Assim, perante o desafio dantesco de ter de falar sobre o AMOR, antes que as palavras me saíssem da boca, fui assaltada pelo monstro do medo, acompanhado de um frio na barriga e um tremor de pernas. “Sobre o AMOR? E agora o que é que eu faço? Logo eu! Se ao menos pudesse escrever…”

Se pudesse escrever não hesitaria e, de certeza, sairia da caneta - sim, da caneta! pois assuntos sérios passam obrigatoriamente pelo papel - um poema melancólico ou exaltado, conforme o meu estado de espírito - é que em tempos eu tive a mania que sabia escrever poesia... - mas agora?

O que poderei eu dizer que traga algo de novo, que ainda não tenha sido dito, que faça realmente sentido e que, sobretudo, seja uma resposta?

Curvei-me, pousando os cotovelos sobre a mesa. Cobri os olhos com as mãos. Subi-as ao cabelo, soltando-o enquanto pensava. Elevei o tronco. Respirei fundo, sorri e fixei-lhe o olhar no rosto.

Comecei pela SAUDADE, a qual só pode nascer do AMOR, pois qualquer coisa que nos faça contar o tempo infinito, nos deixe de sorriso no olhar e pensamentos perdidos sabe-se lá onde, só pode daí vir.

Depois, falei-lhe sobre a euforia, a vontade de estar com o outro, as borboletas na barriga, a ansiedade nascida de qualquer minuto de espera, telefonema não atendido ou mensagem por responder…, mas estava a falar de PAIXÃO, e paixão (ainda) não é AMOR.

Vieram, então, os passeios de mãos dadas, as conversas infinitas, as mensagens até ao raiar do sol sentidos como lado a lado, mas também isso não é AMOR - isso faz parte dele. E neste rol de palavras e pensamentos fui assolada pela imagem de abraços silenciosos, pela cumplicidade nos gestos, pela vertigem do olho-no-olho, no entanto isso é, apenas, uma infinita parte de um sentimento tão nobre como o AMOR. Divaguei, também, sobre o AMOR de pais, de filhos, de irmãos e amigos; do AMOR-próprio, do AMOR às artes, à natureza, …
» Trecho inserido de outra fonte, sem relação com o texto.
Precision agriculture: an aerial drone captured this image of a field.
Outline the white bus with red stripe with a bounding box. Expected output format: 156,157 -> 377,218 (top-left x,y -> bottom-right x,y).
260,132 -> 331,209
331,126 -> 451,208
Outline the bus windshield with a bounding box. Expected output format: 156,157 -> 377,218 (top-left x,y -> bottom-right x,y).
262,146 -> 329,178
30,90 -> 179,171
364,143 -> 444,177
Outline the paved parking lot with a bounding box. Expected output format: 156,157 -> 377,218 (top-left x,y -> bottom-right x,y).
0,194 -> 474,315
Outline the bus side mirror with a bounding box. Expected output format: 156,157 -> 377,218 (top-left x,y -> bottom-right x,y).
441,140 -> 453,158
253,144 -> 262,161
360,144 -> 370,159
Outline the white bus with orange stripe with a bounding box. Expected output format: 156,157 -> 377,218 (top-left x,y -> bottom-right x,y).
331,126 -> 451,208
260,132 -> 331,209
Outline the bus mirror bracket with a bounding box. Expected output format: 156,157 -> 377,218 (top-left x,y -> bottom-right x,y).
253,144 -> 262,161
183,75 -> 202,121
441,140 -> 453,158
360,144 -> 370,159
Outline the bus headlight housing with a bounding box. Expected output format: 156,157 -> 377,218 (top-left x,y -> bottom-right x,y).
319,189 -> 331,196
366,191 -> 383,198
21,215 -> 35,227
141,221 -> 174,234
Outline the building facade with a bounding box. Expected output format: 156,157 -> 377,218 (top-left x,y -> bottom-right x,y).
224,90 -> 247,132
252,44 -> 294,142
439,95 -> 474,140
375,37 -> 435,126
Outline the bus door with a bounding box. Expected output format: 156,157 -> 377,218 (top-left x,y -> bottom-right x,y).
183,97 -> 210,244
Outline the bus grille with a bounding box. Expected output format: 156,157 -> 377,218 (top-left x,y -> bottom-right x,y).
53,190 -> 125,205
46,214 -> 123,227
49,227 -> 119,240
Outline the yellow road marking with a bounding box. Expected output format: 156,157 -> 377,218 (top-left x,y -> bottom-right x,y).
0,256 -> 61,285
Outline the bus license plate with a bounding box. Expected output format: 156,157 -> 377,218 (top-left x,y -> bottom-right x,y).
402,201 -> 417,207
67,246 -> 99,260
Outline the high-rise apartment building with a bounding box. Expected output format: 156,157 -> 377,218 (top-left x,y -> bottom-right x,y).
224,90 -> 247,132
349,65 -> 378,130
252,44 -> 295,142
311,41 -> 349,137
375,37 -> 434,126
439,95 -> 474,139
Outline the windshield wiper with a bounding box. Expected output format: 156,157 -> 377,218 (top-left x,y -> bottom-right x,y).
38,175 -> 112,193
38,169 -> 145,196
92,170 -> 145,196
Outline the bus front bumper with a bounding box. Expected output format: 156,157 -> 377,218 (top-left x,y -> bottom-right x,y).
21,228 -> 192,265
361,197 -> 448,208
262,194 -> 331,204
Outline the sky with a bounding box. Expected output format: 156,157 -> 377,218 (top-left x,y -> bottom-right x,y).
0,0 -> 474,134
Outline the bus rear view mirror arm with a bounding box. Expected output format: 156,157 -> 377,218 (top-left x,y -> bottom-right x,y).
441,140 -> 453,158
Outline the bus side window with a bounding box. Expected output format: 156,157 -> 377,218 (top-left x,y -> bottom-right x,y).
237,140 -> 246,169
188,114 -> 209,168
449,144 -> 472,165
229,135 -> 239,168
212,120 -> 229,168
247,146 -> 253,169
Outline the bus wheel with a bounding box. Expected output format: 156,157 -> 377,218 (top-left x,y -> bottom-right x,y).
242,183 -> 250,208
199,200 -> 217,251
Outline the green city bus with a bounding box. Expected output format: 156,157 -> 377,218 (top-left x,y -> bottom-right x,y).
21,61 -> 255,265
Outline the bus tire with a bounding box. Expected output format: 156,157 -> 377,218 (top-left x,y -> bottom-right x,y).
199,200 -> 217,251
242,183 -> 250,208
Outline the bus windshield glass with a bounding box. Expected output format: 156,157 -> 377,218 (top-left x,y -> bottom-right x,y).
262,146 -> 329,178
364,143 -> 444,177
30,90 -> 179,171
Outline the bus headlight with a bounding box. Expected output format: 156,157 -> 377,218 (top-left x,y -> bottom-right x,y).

De seguida, falei-lhe sobre as promessas sussurradas, o juntos para sempre (para sempre mesmo e não o “para sempre enquanto durar”), os recados na porta do cacifo ou os bilhetes enfiados, à socapa, num qualquer bolso, livro ou mochila, todavia isso pareceria apenas o guião de um comédia romântica - daquelas que invadem o Natal - onde já nasceram muitos AMORes que terminam com o acender das luzes, permanecendo, apenas na narrativa aberta do imaginário.

Fui buscar livros de autores conhecidos, mostrei-lhe poemas, expressões e imagens que veiculassem o que é o AMOR, contudo qualquer uma delas reduz o sentimento e, em conjunto, fazem apenas uma bela sopa de letras repleta de palavras e cores bonitas.

Neste monólogo cor-de-rosa, trouxe para a mesa o cinzento, onde pintei estados melancólicos, momentos de zanga e de tristeza, das incompatibilidades e incertezas, mas quem é que, com esta idade, quer ouvir sobre a face menos brilhante do AMOR?

Li-lhe as expressões sem voz. Algumas diziam que sim, outras mostravam uma incerteza maior que a minha. Tentei responder-lhe com o coração. No final, prometi que quando com ELE me cruzasse LHE perguntaria: “Afinal, o que és e quem és?”